Enhancing a Product Availability Voice Experience with Generative AI
As part of Lowe's Conversational AI team, I led the design and implementation of a major enhancement to our product availability IVR experience. The goal was to bridge the gap between structured item number queries and unstructured product descriptions using generative AI, ultimately improving customer containment and satisfaction while increasing business value and revenue.
Timeline
4 Months - Initial Project Scope
Ongoing - Analyzation & Optimization
Project Type
IVR - Interactive Voice Response
Roles
AI Product Designer & Prompt Experience Designer
The existing product availability IVR experience provided structured responses when customers gave an item number. In this case, the system returned:
Inventory quantity
In-store location
SMS offer to view the product online
However, when customers gave a product description instead of an item number, the system offered only vague responses such as "I found a few items that meet your description," followed by an SMS to a generic product landing page. This limited interaction created a poor customer experience and failed to drive value for more open-ended queries.
The Problem
The Opportunity
With advancements in LLM (Large Language Model) technology, my team saw a chance to:
Understand natural language descriptions more effectively
Generate informative and persuasive product summaries
Improve overall containment by guiding more calls to completion without agent transfer
My Role & Design Approach
I owned the product design and prompt architecture for the new generative AI experience, focusing on two primary LLM-powered enhancements:
Backend LLM Decision Logic:
Determines if a customer provided enough information in their description
If not, the IVR reprompts the caller for more detail
If yes, initiates a search and sends context to the next LLM layer
Product Summary Generation:
Custom responses based on customer input
If the input is an item number: concise summary with name, price, and availability
If the input is a description: persuasive and contextual summary highlighting use cases and benefits
I crafted detailed flow designs that included:
Success paths
Failure scenarios (API or LLM failure)
Max attempt fallbacks
Failover to existing product availability IVR experience to maintain continuity
Prompt Tuning & Testing
I led the design of prompts for both LLM calls:
The backend input analysis (signal quality, intent clarity)
The customer-facing product summary (tone, structure, information hierarchy)
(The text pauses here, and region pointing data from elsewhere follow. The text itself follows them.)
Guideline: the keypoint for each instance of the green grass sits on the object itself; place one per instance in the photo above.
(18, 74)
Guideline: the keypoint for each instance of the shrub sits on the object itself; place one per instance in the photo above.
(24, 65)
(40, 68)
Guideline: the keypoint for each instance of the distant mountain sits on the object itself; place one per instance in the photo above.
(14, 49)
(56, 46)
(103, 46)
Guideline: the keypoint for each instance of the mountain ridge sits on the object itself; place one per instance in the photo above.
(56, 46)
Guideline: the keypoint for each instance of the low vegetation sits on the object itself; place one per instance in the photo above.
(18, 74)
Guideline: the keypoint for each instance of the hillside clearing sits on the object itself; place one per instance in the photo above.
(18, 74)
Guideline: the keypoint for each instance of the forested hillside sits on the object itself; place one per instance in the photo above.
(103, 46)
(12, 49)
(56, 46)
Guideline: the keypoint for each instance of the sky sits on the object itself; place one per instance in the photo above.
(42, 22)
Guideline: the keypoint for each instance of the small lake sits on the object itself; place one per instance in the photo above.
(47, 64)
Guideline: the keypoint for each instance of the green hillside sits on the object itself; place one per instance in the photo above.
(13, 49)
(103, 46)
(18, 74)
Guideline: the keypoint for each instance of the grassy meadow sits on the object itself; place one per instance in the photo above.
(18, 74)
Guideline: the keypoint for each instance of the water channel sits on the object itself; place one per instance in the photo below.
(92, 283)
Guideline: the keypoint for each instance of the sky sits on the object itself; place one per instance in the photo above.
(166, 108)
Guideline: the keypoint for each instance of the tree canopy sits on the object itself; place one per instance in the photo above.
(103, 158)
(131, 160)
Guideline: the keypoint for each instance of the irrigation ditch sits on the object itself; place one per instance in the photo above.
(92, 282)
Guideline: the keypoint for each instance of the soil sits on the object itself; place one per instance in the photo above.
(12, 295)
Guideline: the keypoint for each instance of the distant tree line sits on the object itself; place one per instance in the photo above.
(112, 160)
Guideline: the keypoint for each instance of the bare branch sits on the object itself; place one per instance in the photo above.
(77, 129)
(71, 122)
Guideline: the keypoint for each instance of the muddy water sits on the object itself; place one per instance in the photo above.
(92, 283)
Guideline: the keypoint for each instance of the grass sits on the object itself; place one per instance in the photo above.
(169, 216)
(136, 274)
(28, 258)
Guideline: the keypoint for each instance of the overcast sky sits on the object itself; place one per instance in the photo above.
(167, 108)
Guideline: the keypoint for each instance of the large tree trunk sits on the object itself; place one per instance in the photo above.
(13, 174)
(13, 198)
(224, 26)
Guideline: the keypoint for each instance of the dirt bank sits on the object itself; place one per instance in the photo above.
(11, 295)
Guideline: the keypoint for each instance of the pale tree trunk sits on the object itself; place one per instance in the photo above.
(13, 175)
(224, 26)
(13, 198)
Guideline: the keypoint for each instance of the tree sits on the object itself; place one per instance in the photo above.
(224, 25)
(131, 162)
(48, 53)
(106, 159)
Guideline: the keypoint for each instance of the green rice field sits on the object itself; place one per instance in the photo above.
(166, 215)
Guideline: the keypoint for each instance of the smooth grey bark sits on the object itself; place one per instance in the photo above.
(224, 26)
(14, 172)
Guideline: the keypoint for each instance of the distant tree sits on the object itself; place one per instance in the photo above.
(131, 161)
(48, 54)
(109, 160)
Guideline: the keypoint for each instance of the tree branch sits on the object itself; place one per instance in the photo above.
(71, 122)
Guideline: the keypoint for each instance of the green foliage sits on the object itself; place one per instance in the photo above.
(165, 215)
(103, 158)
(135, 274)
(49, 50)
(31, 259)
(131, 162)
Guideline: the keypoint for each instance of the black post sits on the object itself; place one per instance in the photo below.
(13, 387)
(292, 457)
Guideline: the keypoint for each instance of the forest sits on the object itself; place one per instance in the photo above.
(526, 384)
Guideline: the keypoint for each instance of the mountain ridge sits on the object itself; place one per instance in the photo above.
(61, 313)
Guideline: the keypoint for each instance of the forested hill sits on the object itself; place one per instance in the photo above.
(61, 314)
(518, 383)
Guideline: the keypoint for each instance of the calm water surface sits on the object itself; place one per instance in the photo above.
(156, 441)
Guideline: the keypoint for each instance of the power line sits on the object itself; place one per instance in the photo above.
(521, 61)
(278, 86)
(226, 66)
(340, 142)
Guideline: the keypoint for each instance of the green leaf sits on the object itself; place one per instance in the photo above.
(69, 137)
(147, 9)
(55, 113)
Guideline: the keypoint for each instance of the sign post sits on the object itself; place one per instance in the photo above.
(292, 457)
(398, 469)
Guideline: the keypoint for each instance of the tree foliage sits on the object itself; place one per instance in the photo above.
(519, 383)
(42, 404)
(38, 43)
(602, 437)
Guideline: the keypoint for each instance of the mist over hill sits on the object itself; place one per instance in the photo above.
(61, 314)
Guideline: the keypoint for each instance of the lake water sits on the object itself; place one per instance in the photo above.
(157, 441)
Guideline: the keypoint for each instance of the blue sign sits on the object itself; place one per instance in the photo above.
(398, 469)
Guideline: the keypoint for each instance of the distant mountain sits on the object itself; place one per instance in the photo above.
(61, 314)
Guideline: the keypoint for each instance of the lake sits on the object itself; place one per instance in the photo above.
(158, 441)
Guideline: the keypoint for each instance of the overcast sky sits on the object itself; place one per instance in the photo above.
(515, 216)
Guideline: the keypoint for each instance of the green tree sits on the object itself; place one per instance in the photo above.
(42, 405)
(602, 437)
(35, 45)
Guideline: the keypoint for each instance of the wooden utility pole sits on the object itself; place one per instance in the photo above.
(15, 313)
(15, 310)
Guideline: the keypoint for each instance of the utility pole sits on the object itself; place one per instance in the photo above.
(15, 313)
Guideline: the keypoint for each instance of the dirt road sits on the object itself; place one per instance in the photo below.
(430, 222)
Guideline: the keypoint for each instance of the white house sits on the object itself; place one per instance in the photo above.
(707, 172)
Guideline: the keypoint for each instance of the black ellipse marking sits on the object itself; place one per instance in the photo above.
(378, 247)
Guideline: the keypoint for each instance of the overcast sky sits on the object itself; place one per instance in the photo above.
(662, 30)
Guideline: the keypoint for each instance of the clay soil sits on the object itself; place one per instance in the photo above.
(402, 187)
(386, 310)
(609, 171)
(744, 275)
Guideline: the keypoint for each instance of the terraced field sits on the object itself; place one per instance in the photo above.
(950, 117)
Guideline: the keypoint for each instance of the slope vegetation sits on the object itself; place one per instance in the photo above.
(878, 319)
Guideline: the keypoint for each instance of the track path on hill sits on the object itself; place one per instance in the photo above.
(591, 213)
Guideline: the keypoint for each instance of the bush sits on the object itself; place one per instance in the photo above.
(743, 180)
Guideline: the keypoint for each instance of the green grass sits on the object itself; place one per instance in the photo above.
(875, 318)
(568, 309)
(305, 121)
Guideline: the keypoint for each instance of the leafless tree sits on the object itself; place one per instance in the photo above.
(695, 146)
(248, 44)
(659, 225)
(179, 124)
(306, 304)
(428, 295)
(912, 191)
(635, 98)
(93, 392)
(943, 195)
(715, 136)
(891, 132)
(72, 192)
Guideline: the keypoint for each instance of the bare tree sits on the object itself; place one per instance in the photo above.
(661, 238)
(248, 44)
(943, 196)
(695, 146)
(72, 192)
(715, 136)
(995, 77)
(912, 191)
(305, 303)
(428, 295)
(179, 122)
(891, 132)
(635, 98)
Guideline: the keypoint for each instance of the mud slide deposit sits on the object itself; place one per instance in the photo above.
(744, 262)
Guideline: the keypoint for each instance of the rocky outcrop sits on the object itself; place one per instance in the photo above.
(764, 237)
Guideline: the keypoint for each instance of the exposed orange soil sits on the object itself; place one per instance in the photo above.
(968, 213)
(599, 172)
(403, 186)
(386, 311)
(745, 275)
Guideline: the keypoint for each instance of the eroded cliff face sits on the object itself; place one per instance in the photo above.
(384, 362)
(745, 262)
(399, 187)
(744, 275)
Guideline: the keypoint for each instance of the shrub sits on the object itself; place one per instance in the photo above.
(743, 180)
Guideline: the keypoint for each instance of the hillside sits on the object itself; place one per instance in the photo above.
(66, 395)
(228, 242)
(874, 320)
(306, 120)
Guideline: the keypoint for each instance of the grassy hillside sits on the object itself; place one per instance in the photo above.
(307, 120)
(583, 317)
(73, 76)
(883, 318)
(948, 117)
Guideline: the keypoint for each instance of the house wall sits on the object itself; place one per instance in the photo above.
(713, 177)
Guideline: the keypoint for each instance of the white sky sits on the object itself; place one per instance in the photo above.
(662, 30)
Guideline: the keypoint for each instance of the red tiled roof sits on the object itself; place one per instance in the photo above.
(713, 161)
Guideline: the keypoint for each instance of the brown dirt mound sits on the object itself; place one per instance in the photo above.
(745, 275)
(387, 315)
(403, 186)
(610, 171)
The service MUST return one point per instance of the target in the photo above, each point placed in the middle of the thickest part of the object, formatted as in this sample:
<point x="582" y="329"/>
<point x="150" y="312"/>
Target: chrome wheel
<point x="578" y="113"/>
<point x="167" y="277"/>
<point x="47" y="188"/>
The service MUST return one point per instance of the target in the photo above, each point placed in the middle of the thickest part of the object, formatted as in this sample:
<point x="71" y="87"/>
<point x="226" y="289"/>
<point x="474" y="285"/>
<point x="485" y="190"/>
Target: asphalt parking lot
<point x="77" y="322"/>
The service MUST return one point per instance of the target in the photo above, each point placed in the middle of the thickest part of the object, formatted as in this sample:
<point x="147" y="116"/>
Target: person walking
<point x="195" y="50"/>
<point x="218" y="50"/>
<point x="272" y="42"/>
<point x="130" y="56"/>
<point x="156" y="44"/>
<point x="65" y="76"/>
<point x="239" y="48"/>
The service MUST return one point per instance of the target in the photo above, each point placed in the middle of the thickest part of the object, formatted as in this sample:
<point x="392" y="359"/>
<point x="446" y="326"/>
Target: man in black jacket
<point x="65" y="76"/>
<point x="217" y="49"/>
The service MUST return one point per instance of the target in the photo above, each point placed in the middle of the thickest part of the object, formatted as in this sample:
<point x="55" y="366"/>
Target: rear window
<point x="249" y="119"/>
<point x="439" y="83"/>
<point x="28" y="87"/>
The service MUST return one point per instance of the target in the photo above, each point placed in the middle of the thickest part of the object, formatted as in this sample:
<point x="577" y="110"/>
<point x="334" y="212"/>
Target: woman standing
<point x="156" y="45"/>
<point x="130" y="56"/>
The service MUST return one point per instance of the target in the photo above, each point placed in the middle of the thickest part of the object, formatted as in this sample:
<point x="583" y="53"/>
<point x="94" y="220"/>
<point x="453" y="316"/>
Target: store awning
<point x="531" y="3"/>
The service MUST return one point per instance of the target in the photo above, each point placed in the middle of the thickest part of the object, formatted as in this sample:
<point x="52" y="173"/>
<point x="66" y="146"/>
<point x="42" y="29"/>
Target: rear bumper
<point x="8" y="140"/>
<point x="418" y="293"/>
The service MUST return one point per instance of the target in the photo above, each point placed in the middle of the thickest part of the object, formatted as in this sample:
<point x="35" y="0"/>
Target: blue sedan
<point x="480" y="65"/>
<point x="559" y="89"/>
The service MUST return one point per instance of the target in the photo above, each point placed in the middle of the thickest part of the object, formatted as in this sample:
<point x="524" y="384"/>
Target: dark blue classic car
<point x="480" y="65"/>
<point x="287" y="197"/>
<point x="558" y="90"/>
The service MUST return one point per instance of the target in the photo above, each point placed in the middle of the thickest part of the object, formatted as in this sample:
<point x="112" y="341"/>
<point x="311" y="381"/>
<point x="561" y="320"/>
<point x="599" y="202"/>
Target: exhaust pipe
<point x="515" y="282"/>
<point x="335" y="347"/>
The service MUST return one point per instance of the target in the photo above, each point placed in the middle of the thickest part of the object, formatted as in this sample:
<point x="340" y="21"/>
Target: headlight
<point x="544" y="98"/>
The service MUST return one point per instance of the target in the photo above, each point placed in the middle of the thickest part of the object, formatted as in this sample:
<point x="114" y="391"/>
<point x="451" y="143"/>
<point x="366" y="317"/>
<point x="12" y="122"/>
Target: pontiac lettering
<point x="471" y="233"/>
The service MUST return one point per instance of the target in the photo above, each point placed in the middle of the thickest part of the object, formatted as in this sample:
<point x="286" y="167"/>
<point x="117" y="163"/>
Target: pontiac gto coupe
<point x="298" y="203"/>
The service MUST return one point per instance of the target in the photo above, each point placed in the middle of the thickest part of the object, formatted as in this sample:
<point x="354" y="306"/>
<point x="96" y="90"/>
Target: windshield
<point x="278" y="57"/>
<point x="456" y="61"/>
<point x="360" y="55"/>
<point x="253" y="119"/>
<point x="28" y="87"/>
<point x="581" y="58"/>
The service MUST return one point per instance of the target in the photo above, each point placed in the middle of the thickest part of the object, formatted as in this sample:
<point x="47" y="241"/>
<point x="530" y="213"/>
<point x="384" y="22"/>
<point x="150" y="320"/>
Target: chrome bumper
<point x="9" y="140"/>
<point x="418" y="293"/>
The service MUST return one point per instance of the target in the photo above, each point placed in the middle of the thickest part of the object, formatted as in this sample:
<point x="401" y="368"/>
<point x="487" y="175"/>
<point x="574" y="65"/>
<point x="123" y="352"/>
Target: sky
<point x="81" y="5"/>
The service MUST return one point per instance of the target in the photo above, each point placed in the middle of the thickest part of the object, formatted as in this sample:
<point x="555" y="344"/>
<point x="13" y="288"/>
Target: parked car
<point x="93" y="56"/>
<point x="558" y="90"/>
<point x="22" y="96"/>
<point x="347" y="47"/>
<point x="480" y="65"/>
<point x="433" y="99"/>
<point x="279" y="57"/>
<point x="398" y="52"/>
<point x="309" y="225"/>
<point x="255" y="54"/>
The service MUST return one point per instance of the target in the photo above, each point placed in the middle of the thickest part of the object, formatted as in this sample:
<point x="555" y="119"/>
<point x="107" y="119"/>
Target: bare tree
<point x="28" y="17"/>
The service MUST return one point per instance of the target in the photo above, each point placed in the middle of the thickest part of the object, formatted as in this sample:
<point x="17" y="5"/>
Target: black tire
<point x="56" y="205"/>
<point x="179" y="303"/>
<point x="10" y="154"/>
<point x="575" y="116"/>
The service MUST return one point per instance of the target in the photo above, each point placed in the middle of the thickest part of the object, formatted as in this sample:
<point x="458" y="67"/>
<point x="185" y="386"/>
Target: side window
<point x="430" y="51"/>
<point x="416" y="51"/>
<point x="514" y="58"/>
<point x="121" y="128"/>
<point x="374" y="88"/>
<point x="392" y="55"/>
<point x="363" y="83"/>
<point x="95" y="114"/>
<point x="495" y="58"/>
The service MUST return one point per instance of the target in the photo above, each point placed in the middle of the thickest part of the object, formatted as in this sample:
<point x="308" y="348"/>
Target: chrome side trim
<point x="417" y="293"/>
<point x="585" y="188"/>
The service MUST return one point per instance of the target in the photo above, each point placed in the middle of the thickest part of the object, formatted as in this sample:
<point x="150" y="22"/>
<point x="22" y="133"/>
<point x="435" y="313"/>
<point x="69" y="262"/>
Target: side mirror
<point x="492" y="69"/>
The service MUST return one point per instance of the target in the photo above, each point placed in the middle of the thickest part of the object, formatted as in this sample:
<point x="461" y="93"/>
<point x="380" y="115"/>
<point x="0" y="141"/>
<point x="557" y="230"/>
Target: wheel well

We piloted the experience in one store, then expanded to 10 stores based on initial performance. I coordinated bi-weekly reviews with business partners to iterate on prompt designs and ensure alignment with business rules.
Iterative Improvements
Production conversations revealed the need to further differentiate between item number and description flows. I redesigned the prompt structure accordingly:
Item number: factual, transactional response
Description: persuasive, conversational response
Results
Containment for product-related calls, our highest volume category, improved 5% overall after the enhancement, and improved 14% for callers who specifically heard a GenAI response.
An increase in additional monthly revenue attributed to enhanced containment.
Nationwide rollout to all Lowe's stores after successful pilot.
What’s Next
With the transition to a new tech platform, I am redesigning the entire product inquiry experience. Future plans include:
Deeper generative AI integration for vague product requests
Smart routing based on context
Seamless transitions into other IVR features like lead forms, scheduling, or enhanced back-and-forth voice experiences
Impact
This project exemplifies how thoughtful LLM integration, strategic design, and prompt engineering can transform a legacy IVR experience into a smarter, revenue-driving system that aligns both user needs and business outcomes.